Apprentices are good for business. A recent FMB survey revealed that almost two thirds of homeowners would have a more favourable image of a building firm which trains apprentices. In a competitive market, it makes sense that a business that invests in young people is seen in a better light.
Next month will see the introduction of the government’s new Apprenticeship Levy on large firms, so this year could see a big shift in terms of who is directly involved in apprenticeship training. In construction, two-thirds of all apprentices are currently trained by SMEs.
A recent investigation from Unite revealed that the number of classroom-based construction courses increased by 14% last year, totally dwarfing the number of apprentices beginning their training.
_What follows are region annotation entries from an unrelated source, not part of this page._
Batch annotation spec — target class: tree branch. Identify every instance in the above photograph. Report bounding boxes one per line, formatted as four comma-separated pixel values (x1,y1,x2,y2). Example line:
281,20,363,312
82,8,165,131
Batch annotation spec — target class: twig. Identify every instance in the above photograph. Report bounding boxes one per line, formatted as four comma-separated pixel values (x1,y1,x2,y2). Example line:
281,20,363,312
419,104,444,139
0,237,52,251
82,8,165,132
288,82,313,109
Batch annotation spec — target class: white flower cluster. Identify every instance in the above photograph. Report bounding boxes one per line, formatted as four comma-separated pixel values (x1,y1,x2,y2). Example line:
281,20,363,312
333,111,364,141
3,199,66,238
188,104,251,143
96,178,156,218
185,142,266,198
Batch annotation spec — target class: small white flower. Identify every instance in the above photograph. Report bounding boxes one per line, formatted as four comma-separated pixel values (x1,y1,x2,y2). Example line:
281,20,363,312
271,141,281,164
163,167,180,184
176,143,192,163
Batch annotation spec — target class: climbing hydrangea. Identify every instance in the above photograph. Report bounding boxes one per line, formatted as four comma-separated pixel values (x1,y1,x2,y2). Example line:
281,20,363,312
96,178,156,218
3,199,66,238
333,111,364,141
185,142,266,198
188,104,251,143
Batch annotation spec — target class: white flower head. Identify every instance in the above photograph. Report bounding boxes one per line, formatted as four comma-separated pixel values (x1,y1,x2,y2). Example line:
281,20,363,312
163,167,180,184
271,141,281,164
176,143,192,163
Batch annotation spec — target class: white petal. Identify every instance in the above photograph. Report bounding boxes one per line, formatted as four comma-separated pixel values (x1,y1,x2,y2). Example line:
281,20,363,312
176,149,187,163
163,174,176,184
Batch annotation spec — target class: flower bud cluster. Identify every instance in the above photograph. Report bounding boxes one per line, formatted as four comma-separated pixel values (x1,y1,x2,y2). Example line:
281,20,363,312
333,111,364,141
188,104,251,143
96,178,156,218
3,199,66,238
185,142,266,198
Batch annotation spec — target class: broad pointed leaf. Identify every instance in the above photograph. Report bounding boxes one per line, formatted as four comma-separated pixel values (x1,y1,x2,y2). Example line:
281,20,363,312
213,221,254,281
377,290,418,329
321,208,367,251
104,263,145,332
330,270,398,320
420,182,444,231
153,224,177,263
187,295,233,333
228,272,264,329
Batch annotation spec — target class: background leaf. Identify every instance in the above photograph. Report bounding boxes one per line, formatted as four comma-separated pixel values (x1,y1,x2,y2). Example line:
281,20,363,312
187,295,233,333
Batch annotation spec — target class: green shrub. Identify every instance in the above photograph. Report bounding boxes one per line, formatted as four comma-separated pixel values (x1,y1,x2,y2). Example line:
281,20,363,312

Unless this balanced is redressed, the industry will wall-off a new generation of talent.
On the bright side, there are plenty of young people eager to don a hard hat and brave a real working environment.
“It’s a great opportunity to get paid to learn, and to get yourself set up and into a career,” said 17-year-old Spencer Beck, who is taking a Level 2 Carpentry & Joinery NVQ at Leicester College while working on housebuilder Westleigh’s latest development in Hinckley. “You also have fun while you’re doing it, meet a lot of new people and make new friends. Westleigh have been great, they’re very supportive of their apprentices and there is a really positive atmosphere.”
Reif Armstrong is a Level 2 bricklaying apprentice studying at Leicester College. He is working on-site in Hinckley alongside Spencer, where he has been gaining practical experience over the past four months.
Reif, also 17, said, “An apprenticeship is the best way of learning; the work done at college and the practical work on site go hand-in-hand and that does help you to learn more quickly. If you want to be a qualified bricklayer, this is the best way to get there.”
Apprenticeships aren’t just for school leavers; they also offer a golden opportunity for those looking to change career. Notting Hill Housing employs a number of apprentices including trainee bricklayer Nathan Menlove, 36, from London Bridge, who is currently working at a residential development in Lambeth.
“I’d been working as a sound technician for over ten years, but decided a few years ago that it wasn’t what I wanted to do forever,” said Menlove. “My father worked as a Quantity Surveyor, so I grew up on building sites. I’ve always been creative, and had experience of labouring and building, which made bricklaying the ideal career move. It holds an extra appeal as I love seeing something grow literally from the ground up, with my own hands.”
Large housebuilders have used National Apprenticeship Week to voice their support for young people who are banging on the industry’s door.
“National Apprenticeship Week is an important lever to encourage even more people to choose apprenticeships as a fast-track route to a great career,” said Stephen Stone, Chief Executive of Crest Nicholson. “The construction sector as a whole must encourage more young people to consider a career in construction and in particular the opportunities offered by apprenticeships.
“At Crest Nicholson, we are currently working towards employing 10% of its workforce as apprentices. In September, we will introduce our first ever degree apprenticeship in quantity surveying in addition to apprenticeships in site management where those enrolled will have the opportunity to ‘earn while they learn’.
“Now is the time to invest in the future of our industry and ensure we are nurturing the talent that will continue to provide the UK with quality housing for years to come.”